In [1]:
%run ../../shared_setup.ipynb
In [2]:
def impute_inheritance_nearest(inheritance, pos, pos_impute):
"""Impute inheritance at unknown positions, by copying from
nearest neighbouring position where inheritance is known.
Parameters
----------
inheritance : array_like, int, shape (n_variants, n_gametes)
An array of integers coding the allelic inheritance state at the
known positions.
pos : array_like, int, shape (n_variants,)
Array of genomic positions at which `inheritance` was determined.
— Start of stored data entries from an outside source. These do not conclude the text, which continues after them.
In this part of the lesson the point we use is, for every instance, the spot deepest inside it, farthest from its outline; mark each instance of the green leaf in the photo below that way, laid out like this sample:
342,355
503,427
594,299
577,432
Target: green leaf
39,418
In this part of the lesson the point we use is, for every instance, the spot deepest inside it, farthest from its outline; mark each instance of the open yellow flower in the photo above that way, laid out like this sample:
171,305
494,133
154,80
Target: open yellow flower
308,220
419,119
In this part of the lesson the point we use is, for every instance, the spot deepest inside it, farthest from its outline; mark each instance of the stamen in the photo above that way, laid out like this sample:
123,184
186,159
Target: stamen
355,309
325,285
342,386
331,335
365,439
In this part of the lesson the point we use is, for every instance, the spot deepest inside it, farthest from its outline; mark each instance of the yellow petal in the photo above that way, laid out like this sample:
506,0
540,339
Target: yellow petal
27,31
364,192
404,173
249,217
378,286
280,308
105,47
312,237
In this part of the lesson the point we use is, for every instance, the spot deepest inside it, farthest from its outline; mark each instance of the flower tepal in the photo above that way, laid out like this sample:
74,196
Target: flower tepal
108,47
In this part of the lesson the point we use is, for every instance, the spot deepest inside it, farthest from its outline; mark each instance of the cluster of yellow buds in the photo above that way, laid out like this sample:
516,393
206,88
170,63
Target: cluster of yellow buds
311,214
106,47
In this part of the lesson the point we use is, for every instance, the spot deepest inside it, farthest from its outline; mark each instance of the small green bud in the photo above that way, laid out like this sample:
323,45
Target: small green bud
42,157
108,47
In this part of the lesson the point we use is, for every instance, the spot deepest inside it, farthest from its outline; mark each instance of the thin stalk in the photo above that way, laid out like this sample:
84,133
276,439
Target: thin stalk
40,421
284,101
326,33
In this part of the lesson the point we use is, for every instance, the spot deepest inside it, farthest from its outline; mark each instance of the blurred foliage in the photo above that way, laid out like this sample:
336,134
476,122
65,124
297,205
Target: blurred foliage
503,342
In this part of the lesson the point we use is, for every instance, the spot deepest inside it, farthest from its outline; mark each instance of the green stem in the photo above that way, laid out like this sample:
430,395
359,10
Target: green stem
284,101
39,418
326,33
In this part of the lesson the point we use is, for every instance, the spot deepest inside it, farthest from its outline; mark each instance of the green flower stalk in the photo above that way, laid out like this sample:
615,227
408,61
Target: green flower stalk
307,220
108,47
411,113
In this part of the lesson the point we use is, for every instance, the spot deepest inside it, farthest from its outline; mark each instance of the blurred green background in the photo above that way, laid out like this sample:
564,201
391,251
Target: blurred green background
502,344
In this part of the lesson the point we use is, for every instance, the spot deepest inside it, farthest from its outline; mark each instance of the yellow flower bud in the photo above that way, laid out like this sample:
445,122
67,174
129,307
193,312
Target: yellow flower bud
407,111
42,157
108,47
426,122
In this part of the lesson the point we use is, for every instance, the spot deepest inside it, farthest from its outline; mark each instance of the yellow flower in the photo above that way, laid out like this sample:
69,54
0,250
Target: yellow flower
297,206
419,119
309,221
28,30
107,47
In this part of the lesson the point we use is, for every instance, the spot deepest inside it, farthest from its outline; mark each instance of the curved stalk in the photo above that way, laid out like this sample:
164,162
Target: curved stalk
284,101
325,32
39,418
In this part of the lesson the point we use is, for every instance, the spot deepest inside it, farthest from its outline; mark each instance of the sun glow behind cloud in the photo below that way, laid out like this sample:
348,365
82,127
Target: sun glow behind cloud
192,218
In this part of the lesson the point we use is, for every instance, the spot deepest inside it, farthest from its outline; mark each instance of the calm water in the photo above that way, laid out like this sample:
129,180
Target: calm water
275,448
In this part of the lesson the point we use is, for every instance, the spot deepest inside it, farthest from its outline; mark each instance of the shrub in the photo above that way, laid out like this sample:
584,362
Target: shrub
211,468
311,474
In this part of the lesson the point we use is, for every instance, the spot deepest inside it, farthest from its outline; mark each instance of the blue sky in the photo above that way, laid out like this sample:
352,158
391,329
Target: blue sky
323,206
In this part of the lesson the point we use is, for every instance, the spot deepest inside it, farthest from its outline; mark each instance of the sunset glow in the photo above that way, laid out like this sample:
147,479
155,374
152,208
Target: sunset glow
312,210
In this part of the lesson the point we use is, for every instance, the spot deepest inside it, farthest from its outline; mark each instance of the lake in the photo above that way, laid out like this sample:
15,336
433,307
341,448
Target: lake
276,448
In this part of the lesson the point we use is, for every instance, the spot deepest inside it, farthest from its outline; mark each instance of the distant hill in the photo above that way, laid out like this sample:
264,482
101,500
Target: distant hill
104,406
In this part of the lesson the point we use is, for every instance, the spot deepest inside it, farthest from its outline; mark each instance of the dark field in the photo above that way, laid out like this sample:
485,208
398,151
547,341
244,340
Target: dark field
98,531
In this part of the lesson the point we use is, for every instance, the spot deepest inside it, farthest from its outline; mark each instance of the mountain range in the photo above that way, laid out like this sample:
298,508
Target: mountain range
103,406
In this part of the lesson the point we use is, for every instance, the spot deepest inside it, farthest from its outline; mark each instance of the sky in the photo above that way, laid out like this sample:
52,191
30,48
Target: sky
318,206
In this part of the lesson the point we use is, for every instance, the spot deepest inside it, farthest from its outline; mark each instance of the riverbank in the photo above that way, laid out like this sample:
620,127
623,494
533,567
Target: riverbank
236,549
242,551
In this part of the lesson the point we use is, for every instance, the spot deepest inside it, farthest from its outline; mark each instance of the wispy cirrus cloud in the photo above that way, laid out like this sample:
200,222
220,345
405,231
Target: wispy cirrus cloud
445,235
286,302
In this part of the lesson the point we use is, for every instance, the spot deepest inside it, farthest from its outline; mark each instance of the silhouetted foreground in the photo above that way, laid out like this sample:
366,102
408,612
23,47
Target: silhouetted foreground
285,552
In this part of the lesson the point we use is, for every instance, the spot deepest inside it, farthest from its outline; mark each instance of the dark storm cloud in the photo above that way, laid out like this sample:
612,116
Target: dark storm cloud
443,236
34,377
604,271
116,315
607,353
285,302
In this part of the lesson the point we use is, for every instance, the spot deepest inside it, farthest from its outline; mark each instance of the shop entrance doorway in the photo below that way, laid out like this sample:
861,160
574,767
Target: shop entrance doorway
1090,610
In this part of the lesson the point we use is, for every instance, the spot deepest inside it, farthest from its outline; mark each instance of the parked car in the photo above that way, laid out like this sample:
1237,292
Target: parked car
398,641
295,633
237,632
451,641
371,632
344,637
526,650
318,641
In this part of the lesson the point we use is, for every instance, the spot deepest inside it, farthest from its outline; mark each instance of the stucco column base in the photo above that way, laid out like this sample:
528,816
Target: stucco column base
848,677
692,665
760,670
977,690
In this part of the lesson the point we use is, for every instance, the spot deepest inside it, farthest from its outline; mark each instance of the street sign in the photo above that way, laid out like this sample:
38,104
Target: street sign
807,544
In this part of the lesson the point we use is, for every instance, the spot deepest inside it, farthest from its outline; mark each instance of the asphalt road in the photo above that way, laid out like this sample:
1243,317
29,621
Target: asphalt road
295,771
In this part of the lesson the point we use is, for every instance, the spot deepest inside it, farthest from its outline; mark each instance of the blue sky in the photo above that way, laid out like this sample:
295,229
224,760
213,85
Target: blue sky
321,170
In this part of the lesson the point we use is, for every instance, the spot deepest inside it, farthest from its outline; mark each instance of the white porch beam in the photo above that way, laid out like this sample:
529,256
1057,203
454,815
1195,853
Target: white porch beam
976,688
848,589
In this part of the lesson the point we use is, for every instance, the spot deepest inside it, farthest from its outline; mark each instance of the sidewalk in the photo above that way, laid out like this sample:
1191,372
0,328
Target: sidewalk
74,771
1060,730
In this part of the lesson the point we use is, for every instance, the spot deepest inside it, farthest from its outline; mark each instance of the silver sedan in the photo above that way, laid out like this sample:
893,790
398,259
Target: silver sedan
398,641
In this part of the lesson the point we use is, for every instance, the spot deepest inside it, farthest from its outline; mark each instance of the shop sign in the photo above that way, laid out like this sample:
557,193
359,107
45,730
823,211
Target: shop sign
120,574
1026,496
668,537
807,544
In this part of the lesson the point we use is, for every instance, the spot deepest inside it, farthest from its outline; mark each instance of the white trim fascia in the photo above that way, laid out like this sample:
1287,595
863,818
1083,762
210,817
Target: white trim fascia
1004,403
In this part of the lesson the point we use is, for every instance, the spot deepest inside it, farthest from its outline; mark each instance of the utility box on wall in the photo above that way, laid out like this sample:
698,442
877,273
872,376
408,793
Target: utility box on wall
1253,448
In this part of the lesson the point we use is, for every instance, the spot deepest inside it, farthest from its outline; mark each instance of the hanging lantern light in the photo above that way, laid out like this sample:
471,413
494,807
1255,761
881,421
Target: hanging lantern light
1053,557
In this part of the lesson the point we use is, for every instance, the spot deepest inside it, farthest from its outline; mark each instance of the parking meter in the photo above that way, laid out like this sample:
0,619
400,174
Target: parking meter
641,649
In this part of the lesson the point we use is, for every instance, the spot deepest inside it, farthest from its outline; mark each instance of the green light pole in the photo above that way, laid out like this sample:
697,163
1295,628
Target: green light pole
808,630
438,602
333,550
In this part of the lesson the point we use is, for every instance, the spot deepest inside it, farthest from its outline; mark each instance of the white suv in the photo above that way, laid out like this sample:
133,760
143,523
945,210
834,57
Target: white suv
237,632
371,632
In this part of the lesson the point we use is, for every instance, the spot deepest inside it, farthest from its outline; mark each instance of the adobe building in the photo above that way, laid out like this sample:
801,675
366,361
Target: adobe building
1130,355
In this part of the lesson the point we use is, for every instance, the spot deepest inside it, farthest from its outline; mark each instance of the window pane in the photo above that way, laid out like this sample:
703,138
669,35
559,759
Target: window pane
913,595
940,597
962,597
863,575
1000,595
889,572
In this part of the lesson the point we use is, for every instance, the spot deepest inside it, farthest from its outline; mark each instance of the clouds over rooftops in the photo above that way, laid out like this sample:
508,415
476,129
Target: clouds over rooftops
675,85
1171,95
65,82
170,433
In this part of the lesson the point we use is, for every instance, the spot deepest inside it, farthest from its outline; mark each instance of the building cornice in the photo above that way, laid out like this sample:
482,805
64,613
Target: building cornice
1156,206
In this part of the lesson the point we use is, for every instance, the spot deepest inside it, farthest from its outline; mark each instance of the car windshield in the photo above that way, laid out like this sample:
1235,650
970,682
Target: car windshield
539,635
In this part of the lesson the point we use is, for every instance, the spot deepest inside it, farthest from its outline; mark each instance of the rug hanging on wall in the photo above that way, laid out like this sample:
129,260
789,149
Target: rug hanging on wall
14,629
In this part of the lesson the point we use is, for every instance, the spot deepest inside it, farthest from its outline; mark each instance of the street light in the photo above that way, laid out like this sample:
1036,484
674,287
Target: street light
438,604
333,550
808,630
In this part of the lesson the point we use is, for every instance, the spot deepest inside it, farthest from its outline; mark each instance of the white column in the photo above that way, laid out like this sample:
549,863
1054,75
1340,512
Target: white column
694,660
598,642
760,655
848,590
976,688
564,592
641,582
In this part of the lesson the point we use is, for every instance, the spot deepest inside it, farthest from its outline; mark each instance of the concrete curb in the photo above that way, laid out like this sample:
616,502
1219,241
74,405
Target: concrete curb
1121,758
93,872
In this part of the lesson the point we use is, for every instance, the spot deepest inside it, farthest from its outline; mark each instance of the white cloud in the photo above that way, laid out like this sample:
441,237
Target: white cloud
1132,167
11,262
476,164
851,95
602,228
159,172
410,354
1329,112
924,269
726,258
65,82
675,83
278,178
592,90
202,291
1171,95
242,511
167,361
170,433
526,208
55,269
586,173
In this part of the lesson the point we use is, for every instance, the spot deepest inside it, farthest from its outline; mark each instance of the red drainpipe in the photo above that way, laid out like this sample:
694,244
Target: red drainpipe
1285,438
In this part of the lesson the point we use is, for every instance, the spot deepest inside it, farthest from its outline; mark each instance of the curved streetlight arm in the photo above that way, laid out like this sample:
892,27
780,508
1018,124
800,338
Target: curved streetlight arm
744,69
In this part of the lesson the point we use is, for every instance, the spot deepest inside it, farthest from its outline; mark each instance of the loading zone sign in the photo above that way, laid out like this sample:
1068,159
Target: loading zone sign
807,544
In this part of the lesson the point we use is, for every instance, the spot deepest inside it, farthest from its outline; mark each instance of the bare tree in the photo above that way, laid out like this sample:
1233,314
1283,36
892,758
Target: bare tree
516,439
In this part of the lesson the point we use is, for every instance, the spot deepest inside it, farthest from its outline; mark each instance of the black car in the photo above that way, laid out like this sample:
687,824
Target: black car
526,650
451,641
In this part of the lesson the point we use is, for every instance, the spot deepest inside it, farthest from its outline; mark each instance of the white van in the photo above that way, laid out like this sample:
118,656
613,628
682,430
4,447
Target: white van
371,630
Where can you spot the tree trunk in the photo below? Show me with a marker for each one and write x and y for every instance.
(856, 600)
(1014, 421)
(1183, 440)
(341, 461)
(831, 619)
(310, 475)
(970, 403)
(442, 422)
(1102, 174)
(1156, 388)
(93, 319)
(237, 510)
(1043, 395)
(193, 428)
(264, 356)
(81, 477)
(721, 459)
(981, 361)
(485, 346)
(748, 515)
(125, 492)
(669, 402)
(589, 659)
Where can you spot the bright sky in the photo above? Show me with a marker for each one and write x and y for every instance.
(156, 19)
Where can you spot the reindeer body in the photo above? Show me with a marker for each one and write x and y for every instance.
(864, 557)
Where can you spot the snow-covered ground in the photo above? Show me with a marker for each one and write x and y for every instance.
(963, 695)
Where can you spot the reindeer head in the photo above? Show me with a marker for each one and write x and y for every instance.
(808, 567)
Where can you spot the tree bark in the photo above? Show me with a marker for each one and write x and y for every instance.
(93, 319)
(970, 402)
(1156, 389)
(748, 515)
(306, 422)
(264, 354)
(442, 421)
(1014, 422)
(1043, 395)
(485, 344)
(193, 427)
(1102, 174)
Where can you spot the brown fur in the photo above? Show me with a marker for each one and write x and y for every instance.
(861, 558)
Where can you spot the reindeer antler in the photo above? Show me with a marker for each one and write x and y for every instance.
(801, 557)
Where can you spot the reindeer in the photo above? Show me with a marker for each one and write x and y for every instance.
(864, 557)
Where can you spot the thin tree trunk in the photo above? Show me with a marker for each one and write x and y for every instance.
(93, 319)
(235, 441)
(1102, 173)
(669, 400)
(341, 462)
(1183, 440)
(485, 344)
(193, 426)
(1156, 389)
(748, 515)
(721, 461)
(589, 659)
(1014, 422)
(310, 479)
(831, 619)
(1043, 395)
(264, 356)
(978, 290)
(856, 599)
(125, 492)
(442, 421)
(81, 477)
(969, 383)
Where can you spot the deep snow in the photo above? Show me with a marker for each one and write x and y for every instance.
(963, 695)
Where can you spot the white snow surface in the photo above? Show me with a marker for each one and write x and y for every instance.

pos_impute : array_like, int
Array of positions at which to impute inheritance.
Returns
-------
imputed_inheritance : ndarray, int
An array of integers coding the imputed allelic inheritance.
"""
# check inputs
inheritance = np.asarray(inheritance)
assert inheritance.ndim == 2
pos = np.asarray(pos)
assert pos.ndim == 1
pos_impute = np.asarray(pos_impute)
assert pos_impute.ndim == 1
n_variants = pos.size
assert inheritance.shape[0] == n_variants
# find indices of neighbouring variants
indices_left = np.clip(np.searchsorted(pos, pos_impute), 0, n_variants - 1)
indices_right = np.clip(indices_left + 1, 0, n_variants - 1)
inh_left = np.take(inheritance, indices_left, axis=0)
inh_right = np.take(inheritance, indices_right, axis=0)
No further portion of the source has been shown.